This column was originally published with a different title. It has been changed to better reflect the views expressed in the column.
The media has a tendency to depict politicians as villains, and I don’t mind it: it makes for a good show and some people were born for the role.
What frustrates me when I watch Western coverage of Russia is how they make Putin into the wrong kind of villain. He often gets portrayed a sociopathic genius seemingly driven by lust for power and chaos. But instead, I think he bears similarity to Magneto: having started with understandable values and noble goals, he saw them crushed by humanity’s cynicism and, powered by his fear and rage, he descended into committing horrible crimes.
What follows is a system of views that, when coupled together with some of the decisions the U.S. has made in the past decades, explains great many things about Putin and Russia’s foreign policy. Like any narrative it is false by virtue of its simplicity but I think it gets a great deal right about not just the views of Mr. Putin but many of my compatriots.
First, even though our world is more peaceful today than it has ever been, the possibility of total war still looms in the background, and it is careless to forget even for a second about the warheads stashed in everyone’s basement. Security comes before economy, safety before happiness.
Secondly, just like a state with a single dictator, a world with a single all-deciding power is a world incapable of rational decisions, eventually bound to end in a catastrophe. Thus, it is paramount for multiple powers to provide checks for each other, and it is Russia’s destiny to be one of these powers.
Now, imagine being a Russian president holding these two views, and through the lens of them take a look at U.S. foreign policy over the past couple of decades. The first thing you are going to notice is NATO playfully tickling your war paranoia by slowly crawling eastward. Latvia. Poland. Bulgaria. It’s not just agreements; physical bases get built and personnel hired, inching closer to your border year by year. Estonia. Slovenia. Albania. In 1990, in the wake of the collapse of Berlin Wall, an informal promise was made to Mikhail Gorbachev by General Secretary Manfred Wörner that NATO was not going to move a mile further east. The failure to deliver on this promise is one of Putin’s biggest grievances, one that keeps coming up in his speeches almost 30 years after the fact.
The second thing you would see is how unipolar the world has become after the collapse of Soviet Union. Time after time, NATO, and primarily the U.S., is able to interfere with the affairs of other countries with pretty much no accountability to the international community. Although the cleanest example of this would be Iraq, the bombings in Yugoslavia are also worth a mention. Due to its geographical and cultural proximity, the conflict in Kosovo, rarely remembered here in U.S., is still very vivid in the memory of my compatriots and has probably wounded Putin deeper than any other international crisis. Annexing Crimea, in his eyes, is then an act of retaliation, and the economic sanctions the evidence of double standards.

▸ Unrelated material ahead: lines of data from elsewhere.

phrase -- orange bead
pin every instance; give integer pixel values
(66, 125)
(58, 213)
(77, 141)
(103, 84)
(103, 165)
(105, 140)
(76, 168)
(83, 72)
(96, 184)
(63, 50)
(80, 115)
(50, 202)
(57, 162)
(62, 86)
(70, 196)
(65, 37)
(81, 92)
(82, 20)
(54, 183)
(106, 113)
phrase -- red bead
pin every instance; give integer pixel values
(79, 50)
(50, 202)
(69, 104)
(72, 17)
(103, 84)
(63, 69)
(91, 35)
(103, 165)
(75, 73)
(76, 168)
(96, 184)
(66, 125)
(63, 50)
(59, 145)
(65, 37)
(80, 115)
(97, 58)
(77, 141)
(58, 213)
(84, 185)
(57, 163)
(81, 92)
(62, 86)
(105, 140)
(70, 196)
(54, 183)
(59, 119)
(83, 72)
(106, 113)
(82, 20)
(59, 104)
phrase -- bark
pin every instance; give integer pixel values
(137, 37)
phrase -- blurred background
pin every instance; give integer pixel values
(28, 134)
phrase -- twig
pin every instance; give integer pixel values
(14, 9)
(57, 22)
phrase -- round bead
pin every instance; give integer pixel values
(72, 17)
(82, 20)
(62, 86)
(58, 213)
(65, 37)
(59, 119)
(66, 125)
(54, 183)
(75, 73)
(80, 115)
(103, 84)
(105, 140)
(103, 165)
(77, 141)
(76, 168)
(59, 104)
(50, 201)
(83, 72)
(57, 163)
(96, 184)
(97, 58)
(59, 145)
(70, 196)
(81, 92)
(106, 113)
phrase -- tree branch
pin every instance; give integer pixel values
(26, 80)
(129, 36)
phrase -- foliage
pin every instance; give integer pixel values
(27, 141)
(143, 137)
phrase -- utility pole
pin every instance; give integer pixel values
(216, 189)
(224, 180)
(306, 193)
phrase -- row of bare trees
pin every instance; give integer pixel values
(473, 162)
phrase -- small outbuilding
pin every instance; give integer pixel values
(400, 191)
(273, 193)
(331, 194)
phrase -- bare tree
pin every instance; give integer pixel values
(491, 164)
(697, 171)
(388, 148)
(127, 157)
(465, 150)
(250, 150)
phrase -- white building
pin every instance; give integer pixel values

Year after year, NATO grew ever larger and the list of U.S. military operations longer. Putin’s fears were played out and grievances magnified. As a result, his actions have become progressively more irrational and ruthless. It used to be that backchanneling and bargaining were the main instruments in steering Ukraine away from the Western block, but when 2014 came around Putin was too cynical to tiptoe around international law so often ignored by the Western “colleagues.” Having initially viewed the West as partners with similar goals and values, by 2016 he saw only enemies at world summits, and I suspect he did not hesitate for a minute before making the decision to run an extensive election-interference campaign in the U.S.
What is even more scary is that, through some stroke of unbelievable luck, both of these wildly risky endeavours (Crimea and election interference) turned out successful, at least in the short run, thus teaching Putin that the cynical and radical response is the way to go.
I disagree with the system of views I have laid out in this column, or rather I believe that the time when they were right is long gone. But I sure can empathize with my president, imagining the rage and disappointment he must have suffered through as his opponents kept poking at his deepest wounds and manufacturing ghosts from his worst nightmares. He is a villain I can understand, which is not something I can say about his U.S. counterpart.